'Wish You Were Here' Trailer – Joel Edgerton Stars In Sundance Opener From 'The Square' Star Kieran Darcy-Smith

Australian filmmaking collective Blue-Tongue Films has been around for years, but it wasn't until last year's acclaimed Animal Kingdom that the group really captured worldwide attention. Directed by member David Michôd, the crime drama turned out to be a career booster for just about everyone involved. But probably no one benefitted more than star Joel Edgerton, who in the past year has become a bona-fide movie star with key roles in such high-profile projects as Warrior, The Thing, and The Great Gatsby.

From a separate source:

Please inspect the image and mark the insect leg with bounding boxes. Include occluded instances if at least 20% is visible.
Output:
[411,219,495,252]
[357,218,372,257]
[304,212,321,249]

Now Edgerton's returning to his roots in another Blue-Tongue feature, this time with collective founding member (and Animal Kingdom co-star) Kieran Darcy-Smith at the helm. Titled Wish You Were Here, the dramatic thriller is slated to open Sundance 2012, two years after Animal Kingdom made waves at the same festival. Antony Starr, Felicity Price, and rising Aussie actress Teresa Palmer also star. Watch the trailer after the jump.

[via Twitch]

Written by Darcy-Smith and Price, Wish You Were Here follows four pals on vacation in Southeast Asia. Their idyll is cut short, however, when one of their number goes missing. The others are left to piece together what really happened to their friend, and shocking secrets begin to spill out.

Wish You Were Here's pedigree alone would mark it as a film to keep an eye on, but the trailer looks solid, too. The first half of the trailer looks like an especially pretty vacation travelogue as Edgerton, Palmer, Starr, and Price frolic on a sunny Southeast Asian beach, before it turns into a tense thriller that promises some compelling, well-acted twists.Wish You Were Here will have its worldwide premiere at Sundance in January, with an Australian opening planned for an as-yet-undetermined date in 2012. No theatrical U.S. release has been announced at this time, but if it does well at Sundance I'm sure we can expect to see it hit our shores sometime next year as well.

[UPDATE: The title of this post has been edited to correct an error in which we referred to Darcy-Smith as the director of The Square.]